My biggest concern from your description is that the printhead manifold may not be tightened or sealed firmly enough, allowing air to enter from underneath the nipples. Once the system is converted to nipples and properly sealed, you should not have to keep raising the ink tank or repeatedly pulling from the waste tank just to keep the lines filled.
Addressing printer issues can be a complicated affair because many of these problems require hands-on inspection. For that reason, we are not able to provide remote troubleshooting, repair suggestions, or direct support for individual printer repairs.

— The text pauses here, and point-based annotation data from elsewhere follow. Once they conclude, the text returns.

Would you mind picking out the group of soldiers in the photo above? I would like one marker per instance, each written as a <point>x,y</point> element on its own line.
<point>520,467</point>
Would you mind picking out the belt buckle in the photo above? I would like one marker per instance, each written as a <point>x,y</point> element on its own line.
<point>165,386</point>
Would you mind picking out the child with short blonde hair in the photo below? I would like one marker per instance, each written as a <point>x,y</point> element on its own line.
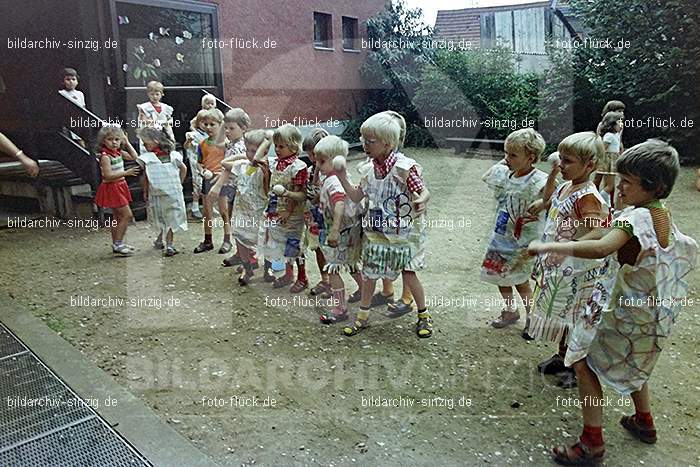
<point>162,187</point>
<point>516,184</point>
<point>393,225</point>
<point>154,112</point>
<point>208,102</point>
<point>193,137</point>
<point>230,138</point>
<point>282,239</point>
<point>249,204</point>
<point>209,158</point>
<point>610,129</point>
<point>564,285</point>
<point>631,312</point>
<point>113,192</point>
<point>342,232</point>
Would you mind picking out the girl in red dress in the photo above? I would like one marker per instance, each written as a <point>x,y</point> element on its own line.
<point>112,148</point>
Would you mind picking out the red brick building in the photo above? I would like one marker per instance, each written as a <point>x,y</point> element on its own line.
<point>311,73</point>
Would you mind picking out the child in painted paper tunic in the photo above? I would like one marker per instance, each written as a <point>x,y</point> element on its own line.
<point>393,225</point>
<point>313,216</point>
<point>154,112</point>
<point>284,231</point>
<point>563,285</point>
<point>164,173</point>
<point>342,232</point>
<point>631,312</point>
<point>223,192</point>
<point>516,184</point>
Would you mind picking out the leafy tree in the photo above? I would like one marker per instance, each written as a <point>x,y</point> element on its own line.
<point>397,38</point>
<point>654,72</point>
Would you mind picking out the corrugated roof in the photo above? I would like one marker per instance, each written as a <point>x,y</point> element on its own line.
<point>466,22</point>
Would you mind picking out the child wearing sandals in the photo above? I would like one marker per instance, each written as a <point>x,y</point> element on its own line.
<point>113,192</point>
<point>284,229</point>
<point>155,112</point>
<point>516,184</point>
<point>393,225</point>
<point>223,193</point>
<point>193,137</point>
<point>630,315</point>
<point>610,129</point>
<point>313,215</point>
<point>162,187</point>
<point>385,296</point>
<point>341,242</point>
<point>249,204</point>
<point>564,285</point>
<point>209,158</point>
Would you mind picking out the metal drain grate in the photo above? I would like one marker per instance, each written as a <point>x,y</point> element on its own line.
<point>89,443</point>
<point>23,381</point>
<point>8,344</point>
<point>43,422</point>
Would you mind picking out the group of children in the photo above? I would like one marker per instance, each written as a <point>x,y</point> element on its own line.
<point>607,274</point>
<point>593,304</point>
<point>276,206</point>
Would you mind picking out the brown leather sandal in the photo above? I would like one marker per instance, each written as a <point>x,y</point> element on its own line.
<point>578,454</point>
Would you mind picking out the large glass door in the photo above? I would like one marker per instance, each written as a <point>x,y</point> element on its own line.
<point>163,41</point>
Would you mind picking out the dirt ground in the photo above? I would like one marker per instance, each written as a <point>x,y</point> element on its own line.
<point>470,395</point>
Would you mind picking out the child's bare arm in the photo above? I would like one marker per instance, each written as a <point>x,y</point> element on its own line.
<point>334,234</point>
<point>129,153</point>
<point>591,249</point>
<point>229,162</point>
<point>220,139</point>
<point>353,192</point>
<point>109,175</point>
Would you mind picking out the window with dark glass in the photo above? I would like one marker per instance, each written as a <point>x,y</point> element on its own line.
<point>350,33</point>
<point>323,30</point>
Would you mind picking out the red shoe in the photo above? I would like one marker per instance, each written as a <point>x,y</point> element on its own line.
<point>643,433</point>
<point>299,285</point>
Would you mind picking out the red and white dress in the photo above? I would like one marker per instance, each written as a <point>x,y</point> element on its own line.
<point>113,194</point>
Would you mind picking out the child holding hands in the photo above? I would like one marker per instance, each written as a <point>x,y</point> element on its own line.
<point>284,229</point>
<point>249,203</point>
<point>342,233</point>
<point>154,112</point>
<point>393,225</point>
<point>162,187</point>
<point>113,192</point>
<point>631,311</point>
<point>564,285</point>
<point>516,184</point>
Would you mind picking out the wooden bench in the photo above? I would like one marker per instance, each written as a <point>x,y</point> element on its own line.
<point>462,144</point>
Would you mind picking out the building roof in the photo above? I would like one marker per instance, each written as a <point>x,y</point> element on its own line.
<point>563,10</point>
<point>465,23</point>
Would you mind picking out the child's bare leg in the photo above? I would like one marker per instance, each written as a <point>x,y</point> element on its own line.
<point>243,252</point>
<point>597,179</point>
<point>207,217</point>
<point>223,210</point>
<point>642,400</point>
<point>387,287</point>
<point>321,263</point>
<point>509,314</point>
<point>338,294</point>
<point>124,216</point>
<point>415,287</point>
<point>368,286</point>
<point>590,397</point>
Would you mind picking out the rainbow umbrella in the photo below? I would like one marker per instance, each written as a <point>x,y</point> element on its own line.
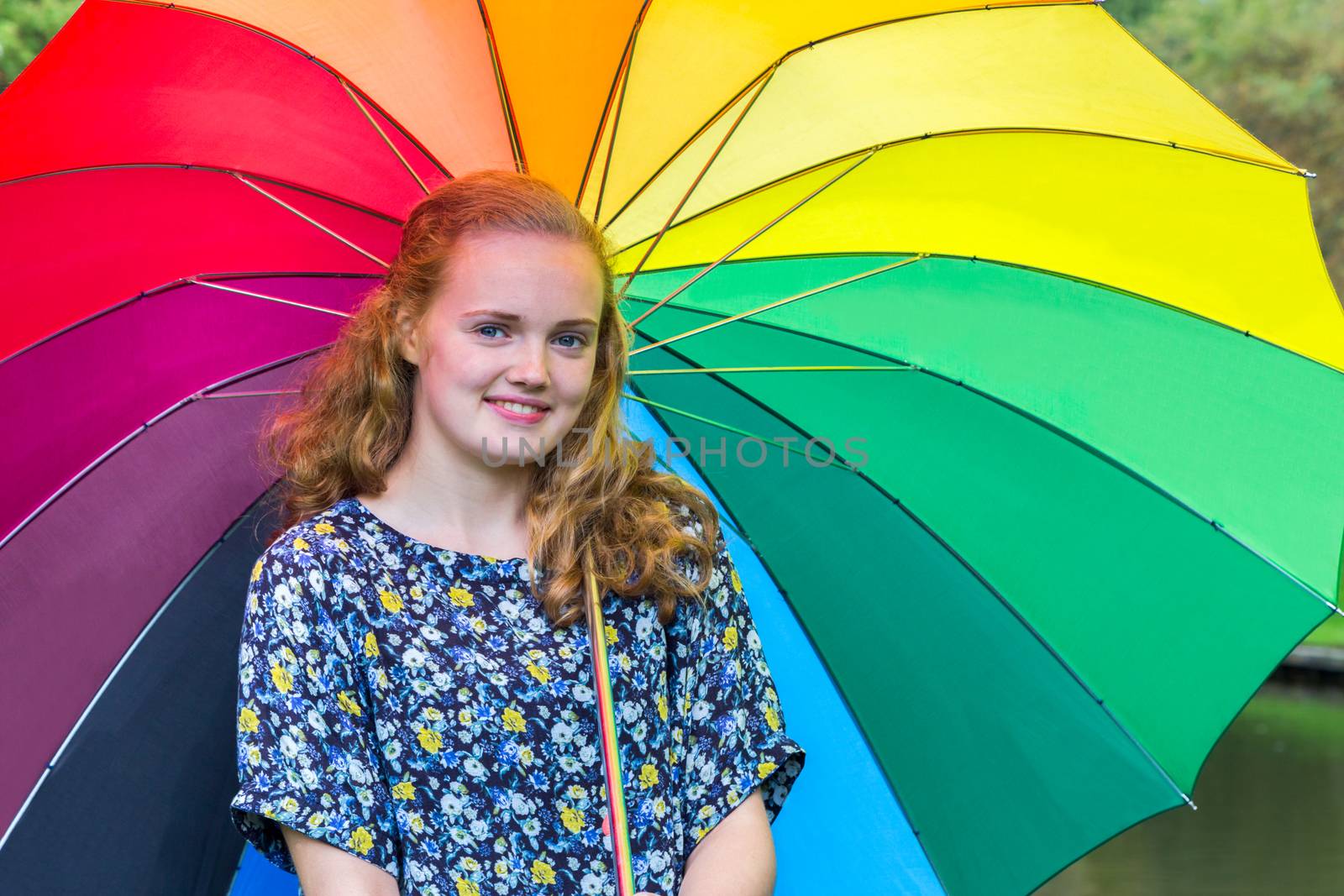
<point>1023,356</point>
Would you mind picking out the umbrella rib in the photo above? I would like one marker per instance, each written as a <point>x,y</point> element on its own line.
<point>965,132</point>
<point>383,134</point>
<point>840,461</point>
<point>176,406</point>
<point>328,197</point>
<point>727,105</point>
<point>506,102</point>
<point>705,270</point>
<point>620,103</point>
<point>315,223</point>
<point>776,304</point>
<point>696,183</point>
<point>269,298</point>
<point>74,730</point>
<point>773,369</point>
<point>960,559</point>
<point>1092,449</point>
<point>1048,271</point>
<point>175,284</point>
<point>979,7</point>
<point>889,779</point>
<point>606,107</point>
<point>296,49</point>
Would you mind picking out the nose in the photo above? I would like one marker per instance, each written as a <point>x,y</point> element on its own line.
<point>528,369</point>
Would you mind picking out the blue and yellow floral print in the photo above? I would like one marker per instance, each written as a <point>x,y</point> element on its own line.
<point>414,707</point>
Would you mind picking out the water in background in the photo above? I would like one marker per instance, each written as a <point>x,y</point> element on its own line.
<point>1270,815</point>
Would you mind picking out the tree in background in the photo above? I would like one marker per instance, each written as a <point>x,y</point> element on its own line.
<point>26,26</point>
<point>1276,67</point>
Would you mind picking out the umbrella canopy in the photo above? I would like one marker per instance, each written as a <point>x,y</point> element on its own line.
<point>1082,372</point>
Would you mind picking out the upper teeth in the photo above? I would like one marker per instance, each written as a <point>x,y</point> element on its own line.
<point>519,409</point>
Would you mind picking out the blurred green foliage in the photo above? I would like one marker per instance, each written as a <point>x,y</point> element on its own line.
<point>1276,67</point>
<point>26,26</point>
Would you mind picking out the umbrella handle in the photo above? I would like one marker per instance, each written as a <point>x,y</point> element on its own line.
<point>620,831</point>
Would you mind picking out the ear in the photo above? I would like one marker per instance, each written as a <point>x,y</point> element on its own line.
<point>410,338</point>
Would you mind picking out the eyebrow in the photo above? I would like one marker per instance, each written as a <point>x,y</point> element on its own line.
<point>510,316</point>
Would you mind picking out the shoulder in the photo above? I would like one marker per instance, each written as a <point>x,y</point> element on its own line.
<point>316,557</point>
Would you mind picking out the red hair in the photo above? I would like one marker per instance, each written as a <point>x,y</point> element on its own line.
<point>354,412</point>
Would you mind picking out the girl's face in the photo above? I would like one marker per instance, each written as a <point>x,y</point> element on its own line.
<point>517,318</point>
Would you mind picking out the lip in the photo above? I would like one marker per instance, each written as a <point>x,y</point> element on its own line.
<point>512,417</point>
<point>521,399</point>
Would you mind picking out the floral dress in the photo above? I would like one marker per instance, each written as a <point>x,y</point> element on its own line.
<point>414,707</point>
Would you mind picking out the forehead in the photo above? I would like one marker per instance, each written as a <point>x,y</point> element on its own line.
<point>530,275</point>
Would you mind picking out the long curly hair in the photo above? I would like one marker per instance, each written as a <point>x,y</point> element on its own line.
<point>353,417</point>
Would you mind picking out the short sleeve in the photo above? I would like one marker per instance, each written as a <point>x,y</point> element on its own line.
<point>732,723</point>
<point>307,743</point>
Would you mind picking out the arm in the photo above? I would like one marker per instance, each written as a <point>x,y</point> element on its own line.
<point>328,871</point>
<point>737,857</point>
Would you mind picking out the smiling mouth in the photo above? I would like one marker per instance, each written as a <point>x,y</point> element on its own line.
<point>517,407</point>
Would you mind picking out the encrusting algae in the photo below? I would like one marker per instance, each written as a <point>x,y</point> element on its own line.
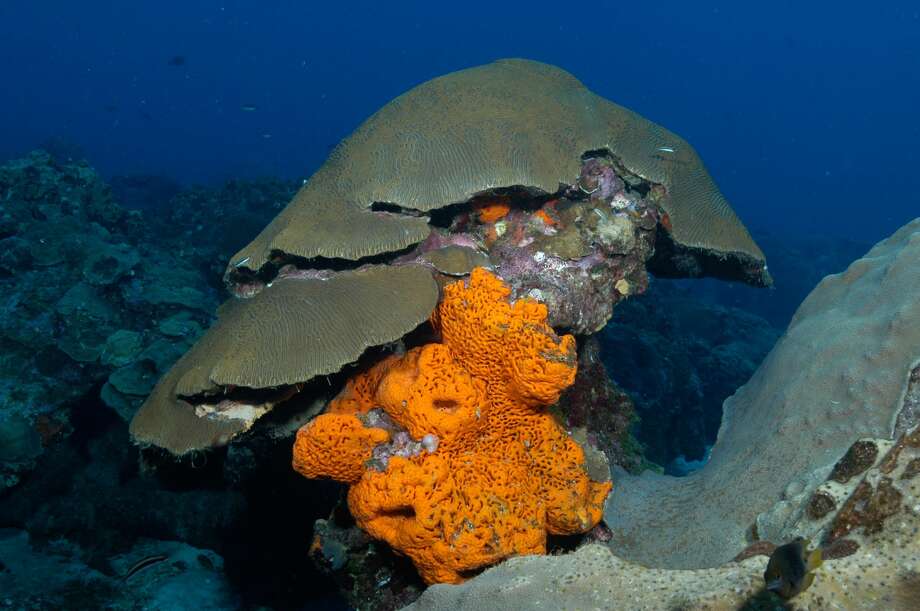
<point>501,473</point>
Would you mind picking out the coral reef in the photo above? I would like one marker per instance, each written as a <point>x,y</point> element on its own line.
<point>862,506</point>
<point>502,474</point>
<point>80,288</point>
<point>523,124</point>
<point>840,372</point>
<point>597,409</point>
<point>58,577</point>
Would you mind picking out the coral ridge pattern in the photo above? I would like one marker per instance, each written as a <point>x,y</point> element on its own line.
<point>497,472</point>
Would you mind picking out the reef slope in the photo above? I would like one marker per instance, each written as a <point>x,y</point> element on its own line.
<point>838,373</point>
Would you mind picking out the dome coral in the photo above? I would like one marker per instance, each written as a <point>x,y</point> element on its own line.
<point>452,456</point>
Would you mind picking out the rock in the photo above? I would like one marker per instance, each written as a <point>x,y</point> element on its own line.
<point>122,347</point>
<point>839,373</point>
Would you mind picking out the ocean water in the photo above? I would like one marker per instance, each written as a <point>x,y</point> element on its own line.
<point>197,121</point>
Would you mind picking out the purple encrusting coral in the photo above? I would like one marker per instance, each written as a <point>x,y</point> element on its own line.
<point>579,254</point>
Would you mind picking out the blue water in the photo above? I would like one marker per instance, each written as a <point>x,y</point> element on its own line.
<point>804,112</point>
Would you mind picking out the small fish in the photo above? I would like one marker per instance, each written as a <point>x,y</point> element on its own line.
<point>144,563</point>
<point>791,568</point>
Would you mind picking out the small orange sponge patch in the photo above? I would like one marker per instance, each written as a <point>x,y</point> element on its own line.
<point>497,473</point>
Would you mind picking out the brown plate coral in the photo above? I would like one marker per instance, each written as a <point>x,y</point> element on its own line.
<point>514,166</point>
<point>510,123</point>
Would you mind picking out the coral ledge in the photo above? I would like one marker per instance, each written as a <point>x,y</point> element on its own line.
<point>491,472</point>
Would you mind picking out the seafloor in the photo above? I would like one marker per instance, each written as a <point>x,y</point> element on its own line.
<point>104,287</point>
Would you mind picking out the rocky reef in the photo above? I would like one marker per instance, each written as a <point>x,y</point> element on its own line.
<point>98,301</point>
<point>87,302</point>
<point>430,321</point>
<point>791,460</point>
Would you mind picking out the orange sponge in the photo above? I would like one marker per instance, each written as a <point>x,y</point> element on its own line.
<point>502,473</point>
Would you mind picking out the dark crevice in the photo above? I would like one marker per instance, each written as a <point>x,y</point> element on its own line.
<point>243,276</point>
<point>673,260</point>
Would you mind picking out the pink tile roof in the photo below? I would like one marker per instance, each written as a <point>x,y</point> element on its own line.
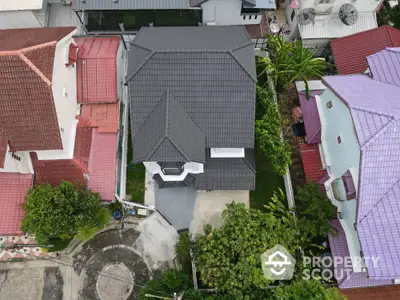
<point>97,69</point>
<point>104,116</point>
<point>13,187</point>
<point>103,163</point>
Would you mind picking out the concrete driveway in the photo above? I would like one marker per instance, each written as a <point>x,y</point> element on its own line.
<point>210,205</point>
<point>111,266</point>
<point>176,205</point>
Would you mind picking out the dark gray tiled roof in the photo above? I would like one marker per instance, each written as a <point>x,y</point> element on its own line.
<point>199,2</point>
<point>130,4</point>
<point>211,73</point>
<point>169,134</point>
<point>228,173</point>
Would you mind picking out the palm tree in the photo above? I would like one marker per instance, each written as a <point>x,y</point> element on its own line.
<point>289,61</point>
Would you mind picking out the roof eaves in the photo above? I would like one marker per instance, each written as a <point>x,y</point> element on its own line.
<point>134,72</point>
<point>241,65</point>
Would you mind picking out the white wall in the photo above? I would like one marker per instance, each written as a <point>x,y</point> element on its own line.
<point>64,80</point>
<point>12,165</point>
<point>338,158</point>
<point>18,19</point>
<point>224,12</point>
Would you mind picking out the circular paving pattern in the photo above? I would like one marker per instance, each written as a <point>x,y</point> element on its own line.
<point>115,282</point>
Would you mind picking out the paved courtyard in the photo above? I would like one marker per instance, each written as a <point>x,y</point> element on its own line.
<point>113,266</point>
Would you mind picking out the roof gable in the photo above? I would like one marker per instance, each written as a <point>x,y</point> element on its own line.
<point>385,65</point>
<point>209,71</point>
<point>350,52</point>
<point>169,134</point>
<point>97,69</point>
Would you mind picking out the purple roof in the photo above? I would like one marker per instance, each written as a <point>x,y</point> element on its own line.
<point>375,109</point>
<point>311,118</point>
<point>339,248</point>
<point>385,66</point>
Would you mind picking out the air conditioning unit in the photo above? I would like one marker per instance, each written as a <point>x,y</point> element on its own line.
<point>66,2</point>
<point>323,9</point>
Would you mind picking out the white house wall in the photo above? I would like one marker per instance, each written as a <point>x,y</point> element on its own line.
<point>338,158</point>
<point>19,19</point>
<point>64,93</point>
<point>224,12</point>
<point>12,165</point>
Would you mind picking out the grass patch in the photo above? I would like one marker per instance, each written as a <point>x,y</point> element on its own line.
<point>267,182</point>
<point>135,176</point>
<point>58,245</point>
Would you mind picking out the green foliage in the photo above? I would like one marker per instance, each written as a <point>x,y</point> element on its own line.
<point>182,249</point>
<point>306,290</point>
<point>172,281</point>
<point>289,61</point>
<point>62,212</point>
<point>228,258</point>
<point>313,212</point>
<point>268,132</point>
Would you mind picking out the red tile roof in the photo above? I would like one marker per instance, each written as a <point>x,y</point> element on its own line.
<point>3,148</point>
<point>350,52</point>
<point>97,69</point>
<point>27,109</point>
<point>103,164</point>
<point>312,164</point>
<point>104,116</point>
<point>256,31</point>
<point>13,187</point>
<point>373,293</point>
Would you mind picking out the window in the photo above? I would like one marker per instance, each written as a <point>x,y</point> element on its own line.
<point>16,157</point>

We do offer an in-person evaluation and repair service through our local diagnostic facility: BCH Technologies Printer Repair Service [https://bchtechnologies.com/printer-repair-service]. Because of high demand, we operate on a first-come, first-served basis, so it may take a few weeks before we can accept your printer for drop-off. Our services are structured to repair either the whole printer or specific printer parts, with instructions provided on how to proceed. However, we understand that our rates may not be the most economical option for everyone. For that reason, we highly recommend self-help through online research. You can start with YouTube or visit our YouTube channel homepage: BCH Technologies on YouTube [https://youtube.com/@bchtechnologies]. Use the search icon next to "About" on the right-hand side of the menu bar to look for specific repair topics. I receive dozens of questions every day asking about videos for specific issues, and after creating videos for more than nine years, it is difficult to remember every video by topic. YouTube's search function is usually the most efficient way to find the correct video, and it may also suggest helpful videos from other repair channels.
Thank you again for contacting us and for supporting BCH Technologies. I hope this helps you narrow the problem down to the damper connection, adapter fit, tank height, or the manifold seal so you can get the ink lines stable again.